Lopez has been taking art class since freshman year. She has taken Art 1, Painting 1, Painting 2, and currently painting 3 with Mrs. Kuhn as her art teacher. She received an honorable mention for the Scholastic Regional Competition.
“I’m lucky because I am able to actually come to school,” said Lopez. “I feel like COVID-19, in general, has impacted a lot of people, because there are some people who have not been able to get the visual teaching of art and struggle to say what they want and what they need to do at home. Not having the experience of having the teacher be by your side by telling you and like actually guiding you forward to being a better artist. In art, lots of people are involved in the process and you need other people to view your art in order to critique. I feel like the distance of COVID is impacting people on the way that their art comes out. Because you’re not getting the full experience. you’re not getting the guidance and the assurance you get from other people, like your classmates, or your friends. you’re not getting the ideas, you’re not getting suggestions”.
Addison Fogle is in 11th grade this is her first year of taking painting. She took art one freshman year. She got a gold key for the Regional Art Competition.
“The Scholastic Committee just sent me a standard letter that I guess they sent to everyone who received a gold key.” said Fogle. “And it was basically a list of alumni that won like the same award and Andy Warhol won the same award as me. Then the painting will be moving on to nationals in New York. Normally, the painting would be physically sent to the painting to New York, but due to COVID, you just have to send a photo and the National results go live on March 17 At noon”.

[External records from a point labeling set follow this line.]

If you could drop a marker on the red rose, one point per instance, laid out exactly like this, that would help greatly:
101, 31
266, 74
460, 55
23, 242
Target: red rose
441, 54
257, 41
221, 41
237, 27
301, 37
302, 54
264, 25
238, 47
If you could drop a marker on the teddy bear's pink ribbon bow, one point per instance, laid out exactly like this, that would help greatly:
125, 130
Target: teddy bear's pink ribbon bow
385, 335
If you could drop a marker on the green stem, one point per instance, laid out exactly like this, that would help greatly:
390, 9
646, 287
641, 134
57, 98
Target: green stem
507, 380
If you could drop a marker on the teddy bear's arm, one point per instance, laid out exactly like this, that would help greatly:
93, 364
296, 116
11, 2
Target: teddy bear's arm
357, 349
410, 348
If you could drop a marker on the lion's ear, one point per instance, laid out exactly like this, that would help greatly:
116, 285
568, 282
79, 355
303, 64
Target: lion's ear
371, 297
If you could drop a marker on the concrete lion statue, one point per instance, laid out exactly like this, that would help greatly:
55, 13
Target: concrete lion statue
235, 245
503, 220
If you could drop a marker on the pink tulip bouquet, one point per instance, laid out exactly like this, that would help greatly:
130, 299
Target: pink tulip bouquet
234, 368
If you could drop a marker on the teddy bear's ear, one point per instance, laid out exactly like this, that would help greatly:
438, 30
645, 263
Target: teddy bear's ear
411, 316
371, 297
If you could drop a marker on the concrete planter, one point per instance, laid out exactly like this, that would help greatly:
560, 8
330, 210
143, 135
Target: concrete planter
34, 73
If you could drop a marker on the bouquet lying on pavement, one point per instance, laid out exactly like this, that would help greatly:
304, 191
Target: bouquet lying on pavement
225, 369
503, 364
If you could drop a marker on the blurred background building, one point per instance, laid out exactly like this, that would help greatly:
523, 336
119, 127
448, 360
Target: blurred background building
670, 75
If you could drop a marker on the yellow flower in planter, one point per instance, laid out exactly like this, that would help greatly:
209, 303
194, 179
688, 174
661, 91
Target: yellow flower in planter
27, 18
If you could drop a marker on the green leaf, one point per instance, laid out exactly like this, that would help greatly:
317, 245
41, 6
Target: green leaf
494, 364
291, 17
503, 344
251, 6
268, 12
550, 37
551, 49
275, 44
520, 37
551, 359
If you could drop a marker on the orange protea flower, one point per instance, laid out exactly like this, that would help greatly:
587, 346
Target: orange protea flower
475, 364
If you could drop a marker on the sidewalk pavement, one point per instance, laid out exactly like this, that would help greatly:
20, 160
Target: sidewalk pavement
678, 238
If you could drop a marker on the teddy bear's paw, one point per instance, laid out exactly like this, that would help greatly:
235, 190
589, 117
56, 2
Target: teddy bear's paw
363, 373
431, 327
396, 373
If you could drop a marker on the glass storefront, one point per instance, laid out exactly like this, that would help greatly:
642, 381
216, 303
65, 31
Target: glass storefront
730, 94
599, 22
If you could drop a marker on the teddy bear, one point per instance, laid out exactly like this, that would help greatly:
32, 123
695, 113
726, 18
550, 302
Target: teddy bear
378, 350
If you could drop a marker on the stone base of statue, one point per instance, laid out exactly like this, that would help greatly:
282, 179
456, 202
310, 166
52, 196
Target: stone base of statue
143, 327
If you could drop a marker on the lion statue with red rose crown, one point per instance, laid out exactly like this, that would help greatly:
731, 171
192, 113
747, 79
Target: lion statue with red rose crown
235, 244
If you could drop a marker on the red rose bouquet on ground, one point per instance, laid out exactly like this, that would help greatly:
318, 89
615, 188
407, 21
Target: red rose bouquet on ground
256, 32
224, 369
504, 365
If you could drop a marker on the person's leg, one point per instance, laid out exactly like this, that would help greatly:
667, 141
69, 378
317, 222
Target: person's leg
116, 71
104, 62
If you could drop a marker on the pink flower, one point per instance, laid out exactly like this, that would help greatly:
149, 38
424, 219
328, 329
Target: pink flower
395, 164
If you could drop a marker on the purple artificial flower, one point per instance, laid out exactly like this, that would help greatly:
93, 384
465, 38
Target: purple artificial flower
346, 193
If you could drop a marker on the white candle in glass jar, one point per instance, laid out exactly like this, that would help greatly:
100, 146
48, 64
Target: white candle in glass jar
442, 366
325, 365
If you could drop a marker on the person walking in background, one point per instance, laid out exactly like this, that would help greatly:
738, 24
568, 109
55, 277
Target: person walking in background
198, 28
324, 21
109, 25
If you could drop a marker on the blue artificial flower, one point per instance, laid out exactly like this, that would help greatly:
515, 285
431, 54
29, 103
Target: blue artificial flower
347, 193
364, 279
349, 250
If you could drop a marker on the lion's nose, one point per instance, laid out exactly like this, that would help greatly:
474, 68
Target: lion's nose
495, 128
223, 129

For the Scholastic Art Competition, students are judged by originality, technical skills, and the emergence of their personal voice.
“Scholastic is basically everyone for themselves,” said Fogle. “Like it doesn’t matter if you’ve been painting for one year or like five years like y’all are all grouped together, and like the competition we’re doing right now is actually grouped by like experience. So because I’m in painting one and I’ll be going against kids up to painting three”.
All entries are considered for Gold Key, Silver Key, Honorable Mention, American Visions Nominee, and American Voices Nominee Awards in the Regional Competition. Once an art piece receives a Gold Key, it is automatically considered in the National Awards where students get recognition and scholarships.
“I was so shocked,” said Fogle. “ I walked into the room and she was like that painting recently got a gold key. And I was like ‘who’s painting?’She mimicked the painting and I realized she was talking about my painting. Then she told me I was the only painter who got one(gold key)and I was shocked. I sent it to my whole family and I told them I won this award. I was so happy because I didn’t think I would get it”.
“It was definitely a confidence booster,” said Fogle. “I thought I was good at art but I didn’t think I was that good. I really want to enter every competition I can now because I really don’t know what can happen. I go back and forth between if I want a future career in art, because like the term struggling artists. it’s very rare to have people that are successful and make a lot of money. Do I enjoy it? A lot. Yeah, but I mean, if I could, I would.”